Australia is the sixth biggest market for Champagne exports, but there are signs its dizzy growth is slowing as inflation hits hip pockets.
The Reserve Bank of Australia lifted the official cash rate on May 2 from 3.6% to 3.8%, while data released by the Australian Bureau of Statistics (ABS) shows Australians were already been cutting back their spending on alcohol and tobacco due to cost of living pressures.
According to bank data for February, tobacco and alcohol spending fell -8.9% in NSW, -13.7% in Victoria, -14% in Queensland, -16.9% in South Australia, -14.1% in Western Australia, -9.8% in Tasmania, -2.7% in the Northern Territory and -4.5% in the ACT.
During Endeavour Group’s Q3 results presentation this week, CEO Steve Donohue revealed customer behaviour is changing in Dan Murphy’s and BWS stores due to cost of living pressures.
He said there had been a shift away from high-end French champagne purchases due to price rises of between 10-15%, with many customers substituting Australian sparkling in their shopping baskets.
“It has reached that inflection where people are willing to try premium Australian sparkling and in so doing are discovering it is a very good product and are sticking with it,” Donohue said.
It’s a stark contrast to Christmas 2022, which Philippe Schaus, president and chief executive of Moet Hennessy recently likened to the “roaring twenties” in terms of champagne consumption.
While there were fears at the time of a global shortage of fizz, Schaus told The Australian: “There’s not a long term champagne shortage, just an excess of demand … and that’s where we had to restrict and make contingents to be able to fairly distribute bottles around the world.”
Schaus said Australia represented one of the top 10 biggest markets for champagne across its brands, which include Armand de Brignac, Dom Perignon, Krug, Ruinart, Veuve Clicquot and Moet & Chandon.
The rise of Australian sparkling
Australian sparkling wine has been winning accolades around the globe.
House of Arras 2001 Museum Release Blanc de Blancs snared a gold medal and the trophy in the “library vintage” class at Champagne and Sparkling Wine World Championships in November.
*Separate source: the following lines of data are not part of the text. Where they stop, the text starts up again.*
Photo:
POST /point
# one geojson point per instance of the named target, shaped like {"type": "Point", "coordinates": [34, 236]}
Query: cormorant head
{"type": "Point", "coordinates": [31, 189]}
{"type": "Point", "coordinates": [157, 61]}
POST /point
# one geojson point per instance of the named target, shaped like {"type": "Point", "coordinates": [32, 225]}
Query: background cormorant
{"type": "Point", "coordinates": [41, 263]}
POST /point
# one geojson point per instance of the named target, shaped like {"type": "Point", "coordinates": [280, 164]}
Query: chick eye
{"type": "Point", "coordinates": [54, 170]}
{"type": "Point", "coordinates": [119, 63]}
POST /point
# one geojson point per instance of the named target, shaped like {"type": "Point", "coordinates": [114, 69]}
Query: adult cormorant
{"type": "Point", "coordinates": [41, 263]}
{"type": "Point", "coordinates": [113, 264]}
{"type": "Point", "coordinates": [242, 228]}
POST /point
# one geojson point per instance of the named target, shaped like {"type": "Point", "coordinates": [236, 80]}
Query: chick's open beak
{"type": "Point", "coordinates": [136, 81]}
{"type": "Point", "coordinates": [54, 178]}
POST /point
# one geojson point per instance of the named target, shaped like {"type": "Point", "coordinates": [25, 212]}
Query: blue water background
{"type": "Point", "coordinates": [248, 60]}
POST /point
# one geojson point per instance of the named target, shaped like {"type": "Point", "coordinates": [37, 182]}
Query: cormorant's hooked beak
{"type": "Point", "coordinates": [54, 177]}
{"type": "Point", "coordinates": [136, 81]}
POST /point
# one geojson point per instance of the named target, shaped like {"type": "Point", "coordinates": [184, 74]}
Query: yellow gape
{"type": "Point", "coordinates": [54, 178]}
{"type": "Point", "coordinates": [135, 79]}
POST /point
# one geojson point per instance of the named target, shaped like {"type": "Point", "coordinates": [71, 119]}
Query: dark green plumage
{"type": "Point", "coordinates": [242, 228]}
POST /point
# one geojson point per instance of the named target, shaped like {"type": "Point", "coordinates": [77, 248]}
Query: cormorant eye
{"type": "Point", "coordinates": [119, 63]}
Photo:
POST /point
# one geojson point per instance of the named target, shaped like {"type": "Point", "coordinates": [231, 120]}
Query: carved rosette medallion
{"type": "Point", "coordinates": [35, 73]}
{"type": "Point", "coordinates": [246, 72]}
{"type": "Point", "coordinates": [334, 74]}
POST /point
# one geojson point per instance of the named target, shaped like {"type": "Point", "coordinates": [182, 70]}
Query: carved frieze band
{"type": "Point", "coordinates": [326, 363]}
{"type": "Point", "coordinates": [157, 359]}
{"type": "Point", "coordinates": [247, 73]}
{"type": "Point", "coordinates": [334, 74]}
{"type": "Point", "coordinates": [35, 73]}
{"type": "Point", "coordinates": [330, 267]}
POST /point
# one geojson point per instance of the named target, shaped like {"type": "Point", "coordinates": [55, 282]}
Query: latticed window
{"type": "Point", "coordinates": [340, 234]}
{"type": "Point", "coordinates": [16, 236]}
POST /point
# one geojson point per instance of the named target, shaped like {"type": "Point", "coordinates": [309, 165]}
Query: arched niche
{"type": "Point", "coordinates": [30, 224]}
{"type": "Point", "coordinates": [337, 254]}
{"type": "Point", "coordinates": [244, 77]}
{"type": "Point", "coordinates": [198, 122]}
The Champagne & Sparkling Wine World Championships are deemed to be the world’s most respected, comprehensive and rigorous sparkling wine competition. It was the first time in the history of the show that French champagne did not win the class.
Tasmanian sparkling wine exports rose from $1.3 million in 2016-17 to $3.2 million in 2021-22. Domestic off-premise sales have risen sharply, too, from $46 million in 2020 to $74 million in 2022, with sparkling growing to 37% of wine produced in Tasmania.